Städtebau-Professor Mäckler auf der Suche nach Orten, „wo wir gern leben“.

Diesmal recht freundlich: Christoph Mäckler als Sympathisant der 50er-Jahre-Bauten mit dem „Wacker“ am Kornmarkt. Foto: Martin Weis

Wenn der Architekt Christoph Mäckler mit seinen großen schwarzen Schuhen und dem kleinen schwarzen Notizheft irgendwo in der Stadt rumsteht, dann folgt manch ein Passant interessiert seinen Blicken. „Mäckler meckert“ zitierte Manfred E. Schuchmann vom Hessischen Rundfunk Volkes Stimme.

Mit dem Ruf muss der Städtebauprofessor also leben, nachdem er über 40-mal im Hessen-Fernsehen landauf, landab die Architektursünden der Wiederaufbau-Jahrzehnte aufgespießt und manche Stadtverwaltung vorgeführt hat. „Er ist ja eine Krähe, die auch mal anderen Krähen ein Auge aushackt“, erläuterte der Redakteur.

Am Mittwoch hatte sich Mäckler neben der Parkhauseinfahrt am Kornmarkt aufgebaut, die Augen wohlwollend zum Kaffee Wacker auf der anderen Straßenseite gerichtet. Da gibt der Kornmarkt ein fast ungestörtes Bild des Städtebaus der 50er Jahre ab und dieses galt es zu preisen. In einer neuen Reihe fürs Fernsehen will der Baumeister nämlich auf „gelungene Orte“ zu sprechen kommen.
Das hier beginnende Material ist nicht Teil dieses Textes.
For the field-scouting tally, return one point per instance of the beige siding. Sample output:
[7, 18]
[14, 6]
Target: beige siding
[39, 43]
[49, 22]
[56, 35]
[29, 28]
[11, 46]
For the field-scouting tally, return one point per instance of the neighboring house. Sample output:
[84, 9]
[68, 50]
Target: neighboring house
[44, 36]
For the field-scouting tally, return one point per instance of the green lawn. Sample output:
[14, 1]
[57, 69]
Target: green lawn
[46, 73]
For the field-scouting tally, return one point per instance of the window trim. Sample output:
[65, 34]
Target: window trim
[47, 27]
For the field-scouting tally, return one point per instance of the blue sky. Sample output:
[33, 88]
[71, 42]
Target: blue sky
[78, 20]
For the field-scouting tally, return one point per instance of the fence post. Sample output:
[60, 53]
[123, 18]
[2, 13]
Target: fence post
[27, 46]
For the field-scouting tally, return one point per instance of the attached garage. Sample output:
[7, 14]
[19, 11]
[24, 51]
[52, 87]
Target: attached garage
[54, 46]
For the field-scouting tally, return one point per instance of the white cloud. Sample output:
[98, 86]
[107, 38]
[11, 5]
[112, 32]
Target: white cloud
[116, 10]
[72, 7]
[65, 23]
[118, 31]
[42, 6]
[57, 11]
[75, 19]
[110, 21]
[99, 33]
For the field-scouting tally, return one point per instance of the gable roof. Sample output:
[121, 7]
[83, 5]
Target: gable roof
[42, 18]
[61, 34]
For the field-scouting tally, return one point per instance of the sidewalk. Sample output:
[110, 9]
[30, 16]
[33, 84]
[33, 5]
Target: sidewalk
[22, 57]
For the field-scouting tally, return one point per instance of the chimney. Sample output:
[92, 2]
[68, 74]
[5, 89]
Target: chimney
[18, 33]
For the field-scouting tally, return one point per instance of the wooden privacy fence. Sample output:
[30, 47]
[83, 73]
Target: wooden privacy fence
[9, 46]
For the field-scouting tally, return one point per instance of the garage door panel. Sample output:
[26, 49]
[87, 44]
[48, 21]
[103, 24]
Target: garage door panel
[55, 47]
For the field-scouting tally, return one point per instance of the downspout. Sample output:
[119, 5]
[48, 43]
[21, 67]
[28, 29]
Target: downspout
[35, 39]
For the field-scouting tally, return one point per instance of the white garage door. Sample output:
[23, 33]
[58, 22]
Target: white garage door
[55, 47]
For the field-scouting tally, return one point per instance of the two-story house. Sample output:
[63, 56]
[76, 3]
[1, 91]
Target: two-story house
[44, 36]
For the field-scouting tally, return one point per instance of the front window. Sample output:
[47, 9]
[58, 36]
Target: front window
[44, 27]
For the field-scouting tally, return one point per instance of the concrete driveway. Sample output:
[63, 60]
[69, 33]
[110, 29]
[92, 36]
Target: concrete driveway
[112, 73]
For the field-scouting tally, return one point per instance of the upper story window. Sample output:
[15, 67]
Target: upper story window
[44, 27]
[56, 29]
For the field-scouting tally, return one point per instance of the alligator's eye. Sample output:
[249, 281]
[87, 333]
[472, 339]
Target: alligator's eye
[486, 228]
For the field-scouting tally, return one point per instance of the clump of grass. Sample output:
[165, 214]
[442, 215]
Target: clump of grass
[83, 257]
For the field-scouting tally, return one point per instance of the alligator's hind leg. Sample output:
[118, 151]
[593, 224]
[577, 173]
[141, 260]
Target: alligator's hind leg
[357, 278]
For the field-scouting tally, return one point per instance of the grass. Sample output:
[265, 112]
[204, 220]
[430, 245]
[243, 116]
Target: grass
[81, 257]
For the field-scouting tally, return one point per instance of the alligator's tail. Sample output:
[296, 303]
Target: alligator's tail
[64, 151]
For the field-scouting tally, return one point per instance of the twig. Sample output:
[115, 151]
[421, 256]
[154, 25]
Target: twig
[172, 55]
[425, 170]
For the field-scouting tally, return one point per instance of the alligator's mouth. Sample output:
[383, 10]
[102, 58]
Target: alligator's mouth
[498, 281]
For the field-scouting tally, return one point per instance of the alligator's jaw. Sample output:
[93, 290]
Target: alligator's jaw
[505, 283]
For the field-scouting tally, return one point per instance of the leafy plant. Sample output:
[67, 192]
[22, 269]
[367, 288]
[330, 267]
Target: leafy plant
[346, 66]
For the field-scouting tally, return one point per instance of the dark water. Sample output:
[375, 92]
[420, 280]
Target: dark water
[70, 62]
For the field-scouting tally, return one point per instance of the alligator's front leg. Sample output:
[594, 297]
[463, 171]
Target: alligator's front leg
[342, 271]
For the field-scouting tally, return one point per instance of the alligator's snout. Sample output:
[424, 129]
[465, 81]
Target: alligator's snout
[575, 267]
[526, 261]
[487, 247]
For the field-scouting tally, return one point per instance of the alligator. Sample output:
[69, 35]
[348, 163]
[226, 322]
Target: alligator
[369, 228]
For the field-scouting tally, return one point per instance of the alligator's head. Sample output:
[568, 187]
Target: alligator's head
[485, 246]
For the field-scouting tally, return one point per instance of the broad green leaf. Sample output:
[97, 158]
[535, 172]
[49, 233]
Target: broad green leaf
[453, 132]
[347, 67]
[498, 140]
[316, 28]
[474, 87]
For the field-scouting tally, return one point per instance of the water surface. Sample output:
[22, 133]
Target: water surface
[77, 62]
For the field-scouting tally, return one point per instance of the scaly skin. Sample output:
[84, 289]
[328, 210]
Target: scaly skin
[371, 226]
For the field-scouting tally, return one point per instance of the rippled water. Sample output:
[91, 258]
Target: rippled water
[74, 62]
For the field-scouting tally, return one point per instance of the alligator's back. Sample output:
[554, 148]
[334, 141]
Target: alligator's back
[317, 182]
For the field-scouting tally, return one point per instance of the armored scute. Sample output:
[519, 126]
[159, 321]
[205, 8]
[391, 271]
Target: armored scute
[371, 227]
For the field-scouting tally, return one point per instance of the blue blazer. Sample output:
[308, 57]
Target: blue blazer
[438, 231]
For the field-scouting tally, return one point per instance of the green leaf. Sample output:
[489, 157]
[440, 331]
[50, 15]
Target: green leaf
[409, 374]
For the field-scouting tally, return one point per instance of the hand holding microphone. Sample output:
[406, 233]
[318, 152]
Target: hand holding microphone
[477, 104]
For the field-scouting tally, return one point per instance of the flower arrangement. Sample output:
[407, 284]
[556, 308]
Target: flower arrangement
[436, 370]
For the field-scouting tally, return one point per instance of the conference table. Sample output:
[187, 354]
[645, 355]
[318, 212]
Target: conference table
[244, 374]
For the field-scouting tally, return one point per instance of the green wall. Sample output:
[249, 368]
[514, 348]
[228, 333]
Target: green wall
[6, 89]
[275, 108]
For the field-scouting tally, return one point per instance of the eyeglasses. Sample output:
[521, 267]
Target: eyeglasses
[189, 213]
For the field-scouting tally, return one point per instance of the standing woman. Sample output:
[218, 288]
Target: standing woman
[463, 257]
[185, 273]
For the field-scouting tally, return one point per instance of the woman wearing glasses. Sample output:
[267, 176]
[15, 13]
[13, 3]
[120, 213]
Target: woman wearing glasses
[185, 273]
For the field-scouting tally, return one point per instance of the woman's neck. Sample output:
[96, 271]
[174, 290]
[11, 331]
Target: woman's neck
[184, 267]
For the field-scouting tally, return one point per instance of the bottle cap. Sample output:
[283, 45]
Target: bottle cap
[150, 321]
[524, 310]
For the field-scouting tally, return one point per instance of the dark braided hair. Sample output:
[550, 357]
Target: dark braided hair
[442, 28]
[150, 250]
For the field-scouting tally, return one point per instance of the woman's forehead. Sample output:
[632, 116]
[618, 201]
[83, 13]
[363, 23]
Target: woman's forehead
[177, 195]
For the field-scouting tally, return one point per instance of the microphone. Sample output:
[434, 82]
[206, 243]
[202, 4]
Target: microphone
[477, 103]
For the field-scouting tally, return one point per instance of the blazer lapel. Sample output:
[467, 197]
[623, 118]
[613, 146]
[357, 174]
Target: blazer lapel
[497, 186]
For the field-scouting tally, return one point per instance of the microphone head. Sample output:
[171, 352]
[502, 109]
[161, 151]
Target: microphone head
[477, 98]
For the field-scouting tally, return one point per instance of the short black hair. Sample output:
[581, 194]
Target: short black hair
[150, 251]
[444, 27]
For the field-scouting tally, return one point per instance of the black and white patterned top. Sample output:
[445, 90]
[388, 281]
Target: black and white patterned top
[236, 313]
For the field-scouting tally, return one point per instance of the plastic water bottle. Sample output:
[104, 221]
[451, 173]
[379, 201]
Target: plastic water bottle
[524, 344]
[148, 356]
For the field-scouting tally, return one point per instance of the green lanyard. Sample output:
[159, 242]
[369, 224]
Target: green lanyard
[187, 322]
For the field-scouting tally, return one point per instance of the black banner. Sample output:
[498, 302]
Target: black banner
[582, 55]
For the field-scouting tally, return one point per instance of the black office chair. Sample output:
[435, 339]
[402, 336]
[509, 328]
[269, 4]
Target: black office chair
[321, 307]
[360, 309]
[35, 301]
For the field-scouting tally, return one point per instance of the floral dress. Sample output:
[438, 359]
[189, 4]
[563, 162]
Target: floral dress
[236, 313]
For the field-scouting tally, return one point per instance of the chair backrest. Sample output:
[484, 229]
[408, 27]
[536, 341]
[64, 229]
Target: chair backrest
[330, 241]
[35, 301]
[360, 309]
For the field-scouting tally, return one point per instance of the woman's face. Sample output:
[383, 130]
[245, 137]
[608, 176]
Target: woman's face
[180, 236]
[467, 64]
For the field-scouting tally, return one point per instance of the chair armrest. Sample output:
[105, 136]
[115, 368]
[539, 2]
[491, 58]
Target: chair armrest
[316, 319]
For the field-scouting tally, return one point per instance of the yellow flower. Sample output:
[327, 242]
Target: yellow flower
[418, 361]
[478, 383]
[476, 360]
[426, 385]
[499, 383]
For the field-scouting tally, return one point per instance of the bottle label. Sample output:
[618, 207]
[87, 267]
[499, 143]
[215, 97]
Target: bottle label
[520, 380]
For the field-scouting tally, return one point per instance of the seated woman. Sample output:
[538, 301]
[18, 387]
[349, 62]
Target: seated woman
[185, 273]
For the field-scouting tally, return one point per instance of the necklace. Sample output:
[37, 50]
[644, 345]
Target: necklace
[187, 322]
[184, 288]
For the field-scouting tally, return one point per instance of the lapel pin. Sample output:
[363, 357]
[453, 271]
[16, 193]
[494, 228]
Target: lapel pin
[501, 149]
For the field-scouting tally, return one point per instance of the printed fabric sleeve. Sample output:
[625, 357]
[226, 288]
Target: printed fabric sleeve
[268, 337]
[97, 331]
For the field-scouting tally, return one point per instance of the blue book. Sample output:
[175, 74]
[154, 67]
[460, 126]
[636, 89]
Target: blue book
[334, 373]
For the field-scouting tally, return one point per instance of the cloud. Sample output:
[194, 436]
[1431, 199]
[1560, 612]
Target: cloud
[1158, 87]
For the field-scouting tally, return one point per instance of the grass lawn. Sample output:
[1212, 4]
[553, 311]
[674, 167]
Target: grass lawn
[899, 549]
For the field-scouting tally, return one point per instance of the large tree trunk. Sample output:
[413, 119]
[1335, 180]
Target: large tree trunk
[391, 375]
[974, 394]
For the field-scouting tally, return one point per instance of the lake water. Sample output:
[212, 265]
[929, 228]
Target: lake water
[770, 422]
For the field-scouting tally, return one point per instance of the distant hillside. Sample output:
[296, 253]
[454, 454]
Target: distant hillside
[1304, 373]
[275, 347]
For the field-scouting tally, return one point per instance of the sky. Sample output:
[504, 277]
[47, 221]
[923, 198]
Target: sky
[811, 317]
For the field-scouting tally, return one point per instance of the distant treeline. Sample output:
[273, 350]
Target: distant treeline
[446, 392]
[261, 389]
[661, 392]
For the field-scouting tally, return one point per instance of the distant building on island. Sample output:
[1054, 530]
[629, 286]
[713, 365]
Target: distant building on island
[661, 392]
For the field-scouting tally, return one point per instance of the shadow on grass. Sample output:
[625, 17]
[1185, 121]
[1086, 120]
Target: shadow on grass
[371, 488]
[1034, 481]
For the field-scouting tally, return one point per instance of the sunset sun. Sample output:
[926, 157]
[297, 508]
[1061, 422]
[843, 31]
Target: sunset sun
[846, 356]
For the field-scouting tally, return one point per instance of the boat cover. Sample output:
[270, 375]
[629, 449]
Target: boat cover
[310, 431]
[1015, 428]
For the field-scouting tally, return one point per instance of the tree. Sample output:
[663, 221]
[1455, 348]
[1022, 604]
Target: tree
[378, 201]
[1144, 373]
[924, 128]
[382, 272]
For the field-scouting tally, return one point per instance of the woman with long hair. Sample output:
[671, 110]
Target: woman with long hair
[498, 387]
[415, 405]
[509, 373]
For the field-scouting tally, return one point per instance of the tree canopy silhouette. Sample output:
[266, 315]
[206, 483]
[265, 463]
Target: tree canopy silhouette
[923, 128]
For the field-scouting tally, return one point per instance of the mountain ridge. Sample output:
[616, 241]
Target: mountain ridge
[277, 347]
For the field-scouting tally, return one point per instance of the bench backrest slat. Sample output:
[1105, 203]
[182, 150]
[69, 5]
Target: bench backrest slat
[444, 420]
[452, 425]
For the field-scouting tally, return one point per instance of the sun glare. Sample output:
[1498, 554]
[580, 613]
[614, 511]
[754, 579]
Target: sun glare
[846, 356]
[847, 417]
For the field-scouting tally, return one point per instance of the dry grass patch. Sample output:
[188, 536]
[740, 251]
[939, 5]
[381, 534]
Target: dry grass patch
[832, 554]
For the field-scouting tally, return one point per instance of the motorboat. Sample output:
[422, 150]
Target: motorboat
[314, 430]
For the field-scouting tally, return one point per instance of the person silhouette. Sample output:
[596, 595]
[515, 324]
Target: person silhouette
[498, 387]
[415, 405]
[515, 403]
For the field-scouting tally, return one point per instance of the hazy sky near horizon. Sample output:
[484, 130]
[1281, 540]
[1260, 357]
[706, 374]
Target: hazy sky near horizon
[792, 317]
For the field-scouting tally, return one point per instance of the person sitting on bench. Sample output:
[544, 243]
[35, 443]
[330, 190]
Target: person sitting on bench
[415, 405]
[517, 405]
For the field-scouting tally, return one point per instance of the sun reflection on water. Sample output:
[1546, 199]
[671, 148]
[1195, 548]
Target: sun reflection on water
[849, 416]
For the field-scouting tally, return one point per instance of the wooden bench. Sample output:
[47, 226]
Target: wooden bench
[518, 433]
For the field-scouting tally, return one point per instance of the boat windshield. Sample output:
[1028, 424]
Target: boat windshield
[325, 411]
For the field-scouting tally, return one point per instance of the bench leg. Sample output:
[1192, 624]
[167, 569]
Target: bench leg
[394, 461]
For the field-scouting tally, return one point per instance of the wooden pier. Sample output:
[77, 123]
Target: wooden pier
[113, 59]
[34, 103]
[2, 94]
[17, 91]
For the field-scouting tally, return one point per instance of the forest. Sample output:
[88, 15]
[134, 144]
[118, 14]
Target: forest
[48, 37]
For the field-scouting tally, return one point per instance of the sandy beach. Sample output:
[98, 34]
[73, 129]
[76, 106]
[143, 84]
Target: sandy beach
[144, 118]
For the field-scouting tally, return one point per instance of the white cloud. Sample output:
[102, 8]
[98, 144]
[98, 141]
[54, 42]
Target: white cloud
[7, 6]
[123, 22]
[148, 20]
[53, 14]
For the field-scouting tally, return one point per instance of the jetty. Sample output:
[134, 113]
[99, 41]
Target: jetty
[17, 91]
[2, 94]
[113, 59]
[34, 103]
Am Kornmarkt, der früher in geschlossener Fachwerkhaus-Reihung von der Katharinen- bis runter zur Leonhardskirche führte, sind durch einen zerstörerischen Straßenbau Sünden ohne Ende begangen worden. Doch das 1914 gegründete Kaffee Wacker hält sich dort und reißt die Lage raus. „Ich finde hier städtisches Leben“ bekundete Christoph Mäckler und deutete auf das Gebäude-Ensemble zwischen Weißadlergasse und Kleinem Hirschgraben: „Toll, überall Läden.“ Als da sind: Kontrast (Einrichtungen), „Tabak Büttner“, „Wacker“ und ein Lokal „Leib & Seele“, das sich für Sitzplätze im Freien einen halben Meter zusätzliches Stück Bürgersteig erkämpft hat. Nördlich des Kleinen Hirschgrabens ist die Lage schon wieder anders, da habe der Kaufhof die Kaufhalle (von 1956) beim Umbau zum Sport-Palast in „eine grausige Kiste“ verwandelt.

Aber gemeckert wird nicht, der Architekt hat vielmehr in sein Notizbüchlein bereits eingezeichnet, wie vor dem Lokal der eroberte Bürgersteig noch durch ein Mäuerchen aufgewertet werden könnte. Auf dass die Leute ihr mitgebrachtes Mittagsbrötchen auch da ohne größere Umstände zu sich nehmen könnten. Wie gegenüber, vor dem Lokal „Paninoteca“, vor „Landkarten Schwarz“ und „Zweitausendeins“. „So ein Baum, so eine Mauer …“ schwärmte Mäckler – „und unten laufen die Leute vorbei“. Man könnte sogar noch die Verkehrsinsel zwischen Ein- und Ausfahrt des Parkhauses vergrößern „und ein Wasserhäuschen draufstellen“. Ja, „was meinen Sie, was da los wäre!“ Lebendiges Leben im Zwickel der überbreiten Fahrbahnen.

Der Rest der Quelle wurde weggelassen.